Esses trechos de colunas são apenas uma pequena amostra das duras críticas feitas ao prefeito eleito que por sua vez não apreciou a existência dessas linhas. Em uma reunião política fez um comentário sugestivo que preocupou o senador eleito Carlos Mascarenhas Reis. Este foi ao primo, Adriano Mascarenhas Heinz e lhe confidenciou.

– É preciso amansar a fera, limar suas garras. Ele precisa entender que os tempos são outros. Não se pode ficar resolvendo tudo à bala.

– Calma, dê tempo ao tempo, ele nem assumiu ainda.

Ainda antes da pose, no mês de dezembro, andando junto da praça Gideão encontra o seu novo desafeto e não hesita, como é de seu feitio.

– O senhor anda me afrontando. Se tem questão comigo diga logo qual é!

– Minha questão é a sua biografia, o senhor ser quem é, não é compatível com o posto que virá ocupar.

– Pare com esse palavrório que não é coisa de homem. Diga as coisas às claras, na minha cara.

– Não acato ordens do senhor, nada tenho a lhe dizer e escrevo para quem me lê. Se meus textos o incomodam tanto não os leia.

– Olhe aqui, seu ladino, comigo desaforo e desfeita tem resposta. Não sou homem de fingir que não sei o que sei.

– Digo o mesmo. Ademais, não tenho medo do senhor, fique sabendo.

– Melhor assim. Então se paramente, pois desprevenido não mais está.

Gideão chega em casa exalando guerra, lá, como já agendado, o espera Adriano. O advogado pergunta o motivo do desassossego e Gideão fala do encontro na praça. Meticulosamente inicia a doma e fala em temperança, que as colunas jornalísticas são motivo para riso e não irá.

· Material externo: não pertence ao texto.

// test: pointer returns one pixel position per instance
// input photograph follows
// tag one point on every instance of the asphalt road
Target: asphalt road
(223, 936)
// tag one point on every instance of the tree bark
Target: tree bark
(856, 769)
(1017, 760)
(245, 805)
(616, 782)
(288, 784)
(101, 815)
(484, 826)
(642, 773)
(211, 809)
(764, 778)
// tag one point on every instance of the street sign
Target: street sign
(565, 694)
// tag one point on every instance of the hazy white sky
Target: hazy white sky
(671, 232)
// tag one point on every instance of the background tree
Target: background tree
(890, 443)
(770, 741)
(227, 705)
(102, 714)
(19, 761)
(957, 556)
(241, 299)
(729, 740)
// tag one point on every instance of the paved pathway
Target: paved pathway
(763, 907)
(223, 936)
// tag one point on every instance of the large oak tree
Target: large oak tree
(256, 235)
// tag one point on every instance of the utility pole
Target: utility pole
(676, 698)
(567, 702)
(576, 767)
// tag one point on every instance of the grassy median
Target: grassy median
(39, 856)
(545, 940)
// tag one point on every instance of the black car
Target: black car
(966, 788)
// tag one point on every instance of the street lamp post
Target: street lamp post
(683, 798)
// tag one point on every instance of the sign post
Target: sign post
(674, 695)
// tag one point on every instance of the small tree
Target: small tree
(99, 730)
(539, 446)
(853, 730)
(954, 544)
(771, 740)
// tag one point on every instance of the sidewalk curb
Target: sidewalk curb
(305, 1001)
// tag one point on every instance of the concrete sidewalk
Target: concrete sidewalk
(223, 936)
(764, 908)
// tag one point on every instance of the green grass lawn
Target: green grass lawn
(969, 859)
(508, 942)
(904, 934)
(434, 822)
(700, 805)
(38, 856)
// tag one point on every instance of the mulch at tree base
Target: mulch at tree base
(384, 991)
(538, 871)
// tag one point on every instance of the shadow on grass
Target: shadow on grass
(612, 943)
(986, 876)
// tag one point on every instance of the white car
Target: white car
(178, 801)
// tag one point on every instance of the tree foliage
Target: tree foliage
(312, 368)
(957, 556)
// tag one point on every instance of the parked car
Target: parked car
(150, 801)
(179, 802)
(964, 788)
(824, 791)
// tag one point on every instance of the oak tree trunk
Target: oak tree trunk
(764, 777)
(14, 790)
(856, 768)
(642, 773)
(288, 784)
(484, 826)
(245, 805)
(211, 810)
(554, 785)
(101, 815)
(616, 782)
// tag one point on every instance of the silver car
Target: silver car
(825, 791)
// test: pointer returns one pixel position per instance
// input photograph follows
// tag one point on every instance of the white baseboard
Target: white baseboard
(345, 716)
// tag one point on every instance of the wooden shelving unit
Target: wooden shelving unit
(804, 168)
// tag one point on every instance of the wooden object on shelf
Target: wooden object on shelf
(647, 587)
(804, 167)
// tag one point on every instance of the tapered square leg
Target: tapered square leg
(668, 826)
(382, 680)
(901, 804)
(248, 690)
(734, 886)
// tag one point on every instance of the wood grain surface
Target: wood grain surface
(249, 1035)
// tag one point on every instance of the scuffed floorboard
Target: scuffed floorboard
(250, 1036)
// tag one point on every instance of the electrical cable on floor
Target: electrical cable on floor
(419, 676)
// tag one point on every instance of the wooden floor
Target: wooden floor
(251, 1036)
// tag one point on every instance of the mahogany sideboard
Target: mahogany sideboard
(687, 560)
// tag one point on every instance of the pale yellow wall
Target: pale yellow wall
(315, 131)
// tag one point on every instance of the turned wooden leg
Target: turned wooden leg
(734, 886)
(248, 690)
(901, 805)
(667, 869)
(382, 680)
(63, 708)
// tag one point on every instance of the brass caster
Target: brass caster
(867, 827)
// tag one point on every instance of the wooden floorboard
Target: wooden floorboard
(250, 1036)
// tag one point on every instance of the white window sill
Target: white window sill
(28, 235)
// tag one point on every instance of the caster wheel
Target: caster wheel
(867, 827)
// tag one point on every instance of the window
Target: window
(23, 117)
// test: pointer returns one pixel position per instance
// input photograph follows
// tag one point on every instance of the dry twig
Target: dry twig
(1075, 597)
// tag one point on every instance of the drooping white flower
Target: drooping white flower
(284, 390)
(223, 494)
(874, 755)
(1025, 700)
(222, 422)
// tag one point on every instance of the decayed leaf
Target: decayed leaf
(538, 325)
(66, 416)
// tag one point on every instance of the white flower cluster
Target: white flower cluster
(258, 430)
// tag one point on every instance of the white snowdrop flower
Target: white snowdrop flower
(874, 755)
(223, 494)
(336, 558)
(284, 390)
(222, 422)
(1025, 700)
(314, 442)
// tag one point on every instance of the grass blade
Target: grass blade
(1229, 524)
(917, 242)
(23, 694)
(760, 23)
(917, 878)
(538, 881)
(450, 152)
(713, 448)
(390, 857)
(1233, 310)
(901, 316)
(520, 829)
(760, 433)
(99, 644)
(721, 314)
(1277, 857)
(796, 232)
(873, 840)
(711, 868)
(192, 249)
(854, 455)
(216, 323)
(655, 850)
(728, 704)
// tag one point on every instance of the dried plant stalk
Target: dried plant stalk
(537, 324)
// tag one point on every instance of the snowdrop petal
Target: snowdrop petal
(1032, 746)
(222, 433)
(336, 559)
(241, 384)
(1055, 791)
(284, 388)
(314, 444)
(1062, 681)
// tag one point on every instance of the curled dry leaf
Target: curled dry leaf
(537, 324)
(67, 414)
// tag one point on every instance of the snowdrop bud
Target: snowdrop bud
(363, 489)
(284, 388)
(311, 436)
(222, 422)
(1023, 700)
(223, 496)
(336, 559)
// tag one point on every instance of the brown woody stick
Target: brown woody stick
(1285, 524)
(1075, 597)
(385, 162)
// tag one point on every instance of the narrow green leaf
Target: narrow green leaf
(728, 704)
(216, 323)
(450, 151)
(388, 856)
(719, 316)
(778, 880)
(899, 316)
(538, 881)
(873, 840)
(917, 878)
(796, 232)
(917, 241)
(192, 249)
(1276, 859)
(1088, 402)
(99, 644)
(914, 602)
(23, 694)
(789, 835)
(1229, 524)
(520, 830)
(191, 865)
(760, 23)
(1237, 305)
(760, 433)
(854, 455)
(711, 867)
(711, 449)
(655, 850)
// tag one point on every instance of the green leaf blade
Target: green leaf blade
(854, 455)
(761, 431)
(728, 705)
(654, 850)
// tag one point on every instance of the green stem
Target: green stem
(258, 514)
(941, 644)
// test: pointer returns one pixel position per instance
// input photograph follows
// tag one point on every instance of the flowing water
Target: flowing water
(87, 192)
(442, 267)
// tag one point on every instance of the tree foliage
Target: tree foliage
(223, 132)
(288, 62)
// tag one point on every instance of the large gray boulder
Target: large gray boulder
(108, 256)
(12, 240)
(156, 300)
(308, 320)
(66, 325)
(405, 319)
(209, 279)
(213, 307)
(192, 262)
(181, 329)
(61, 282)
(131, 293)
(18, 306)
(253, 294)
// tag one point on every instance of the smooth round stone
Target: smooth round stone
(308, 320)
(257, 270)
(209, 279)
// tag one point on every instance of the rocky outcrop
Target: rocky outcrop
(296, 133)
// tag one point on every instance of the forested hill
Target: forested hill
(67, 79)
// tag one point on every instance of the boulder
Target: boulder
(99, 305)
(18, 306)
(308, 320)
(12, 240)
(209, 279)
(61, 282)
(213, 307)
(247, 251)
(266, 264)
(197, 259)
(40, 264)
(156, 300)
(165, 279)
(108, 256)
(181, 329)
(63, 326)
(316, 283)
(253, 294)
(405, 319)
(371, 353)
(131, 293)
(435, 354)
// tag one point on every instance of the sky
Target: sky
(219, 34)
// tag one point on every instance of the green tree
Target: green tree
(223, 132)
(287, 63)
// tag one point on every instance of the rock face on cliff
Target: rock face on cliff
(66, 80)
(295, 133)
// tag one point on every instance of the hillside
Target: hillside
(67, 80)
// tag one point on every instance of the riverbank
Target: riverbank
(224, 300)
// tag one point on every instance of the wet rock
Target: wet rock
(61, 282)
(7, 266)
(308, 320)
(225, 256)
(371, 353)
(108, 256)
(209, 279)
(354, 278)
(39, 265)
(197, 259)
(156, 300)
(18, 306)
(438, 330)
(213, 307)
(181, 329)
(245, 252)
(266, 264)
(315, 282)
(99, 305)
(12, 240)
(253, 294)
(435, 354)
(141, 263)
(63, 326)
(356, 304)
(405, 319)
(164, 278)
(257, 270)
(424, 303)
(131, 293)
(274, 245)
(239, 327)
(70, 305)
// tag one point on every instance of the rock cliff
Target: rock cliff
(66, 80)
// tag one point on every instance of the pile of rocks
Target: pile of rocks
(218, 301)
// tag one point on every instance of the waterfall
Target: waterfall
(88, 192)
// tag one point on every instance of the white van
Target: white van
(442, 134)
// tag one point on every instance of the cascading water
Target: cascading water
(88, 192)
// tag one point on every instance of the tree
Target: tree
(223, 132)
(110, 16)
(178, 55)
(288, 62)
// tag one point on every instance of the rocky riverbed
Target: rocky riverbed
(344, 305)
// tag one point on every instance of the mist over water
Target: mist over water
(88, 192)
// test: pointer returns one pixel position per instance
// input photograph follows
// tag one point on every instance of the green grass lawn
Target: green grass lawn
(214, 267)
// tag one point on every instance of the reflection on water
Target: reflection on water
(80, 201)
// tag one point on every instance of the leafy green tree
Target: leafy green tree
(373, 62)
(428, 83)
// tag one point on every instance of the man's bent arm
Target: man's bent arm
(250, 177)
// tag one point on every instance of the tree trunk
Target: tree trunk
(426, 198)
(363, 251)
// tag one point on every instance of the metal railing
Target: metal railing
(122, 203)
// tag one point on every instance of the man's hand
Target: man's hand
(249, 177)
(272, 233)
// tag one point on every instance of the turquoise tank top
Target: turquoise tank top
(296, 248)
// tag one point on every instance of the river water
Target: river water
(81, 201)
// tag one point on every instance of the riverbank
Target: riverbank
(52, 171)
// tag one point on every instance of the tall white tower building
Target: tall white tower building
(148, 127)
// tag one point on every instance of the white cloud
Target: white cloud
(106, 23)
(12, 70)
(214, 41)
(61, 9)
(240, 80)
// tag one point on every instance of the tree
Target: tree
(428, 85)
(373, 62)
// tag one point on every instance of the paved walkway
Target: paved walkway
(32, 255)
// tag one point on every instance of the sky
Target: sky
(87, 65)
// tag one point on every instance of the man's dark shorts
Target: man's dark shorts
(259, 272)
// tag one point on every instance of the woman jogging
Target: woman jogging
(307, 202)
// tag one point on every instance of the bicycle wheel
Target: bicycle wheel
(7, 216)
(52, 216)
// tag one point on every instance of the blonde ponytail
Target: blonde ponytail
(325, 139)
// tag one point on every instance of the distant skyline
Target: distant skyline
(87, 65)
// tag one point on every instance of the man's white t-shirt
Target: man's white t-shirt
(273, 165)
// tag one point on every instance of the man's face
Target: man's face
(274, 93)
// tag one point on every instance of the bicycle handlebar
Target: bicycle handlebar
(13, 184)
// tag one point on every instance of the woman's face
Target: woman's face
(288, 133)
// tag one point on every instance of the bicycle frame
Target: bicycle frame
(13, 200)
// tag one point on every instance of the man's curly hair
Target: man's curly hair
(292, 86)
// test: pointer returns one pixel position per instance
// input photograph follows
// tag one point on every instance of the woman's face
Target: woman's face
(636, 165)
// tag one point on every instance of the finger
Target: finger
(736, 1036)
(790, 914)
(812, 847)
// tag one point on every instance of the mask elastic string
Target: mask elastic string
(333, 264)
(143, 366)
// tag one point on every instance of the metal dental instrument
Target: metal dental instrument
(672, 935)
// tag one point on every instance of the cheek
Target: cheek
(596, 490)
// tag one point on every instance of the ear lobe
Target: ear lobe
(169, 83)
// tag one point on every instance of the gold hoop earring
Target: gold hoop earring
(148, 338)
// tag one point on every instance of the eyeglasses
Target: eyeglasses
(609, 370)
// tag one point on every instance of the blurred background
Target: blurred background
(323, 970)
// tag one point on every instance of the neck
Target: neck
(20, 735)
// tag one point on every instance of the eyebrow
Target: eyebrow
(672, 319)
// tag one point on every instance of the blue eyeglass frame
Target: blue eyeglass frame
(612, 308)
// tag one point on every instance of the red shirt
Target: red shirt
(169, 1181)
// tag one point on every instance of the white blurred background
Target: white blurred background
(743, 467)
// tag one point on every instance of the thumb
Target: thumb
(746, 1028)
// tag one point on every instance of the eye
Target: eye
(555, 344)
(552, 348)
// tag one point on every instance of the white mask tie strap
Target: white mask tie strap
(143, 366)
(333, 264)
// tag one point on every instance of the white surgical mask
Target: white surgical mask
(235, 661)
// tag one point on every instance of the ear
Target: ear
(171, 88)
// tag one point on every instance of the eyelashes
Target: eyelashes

– O coitado está sozinho, que dano pode causar?

– Ora, doutor, ele intica e vou deixar passar? Se faço isso que respeito vou merecer?

Adriano Mascarenhas Heinz percebe que o laço não pegou e muda de assunto, aborda o futuro, não o imediato, mas o pouco mais adiante.

– Governador?

– Sim, terá o apoio de Carlos, afinal sem você não estaria eleito, está em dívida. Depois isso é seguir o curso natural. O senhor que tanto entende de natureza há de convir. Veja o rio, sua origem é no sertão, mas seu destino é o mar. Já dizia o poeta, quem sabe profeta, João: “Como aceitara ir no meu destino de mar, preferi essa estrada, para lá chegar, que dizem da ribeira e à costa vai dar, que deste mar de cinza vai a um mar de mar, preferi essa estrada de muito dobrar, estrada bem segura que não tem errar pois é a que toda a gente costuma tomar”. O senhor vai querer contrariar o destino?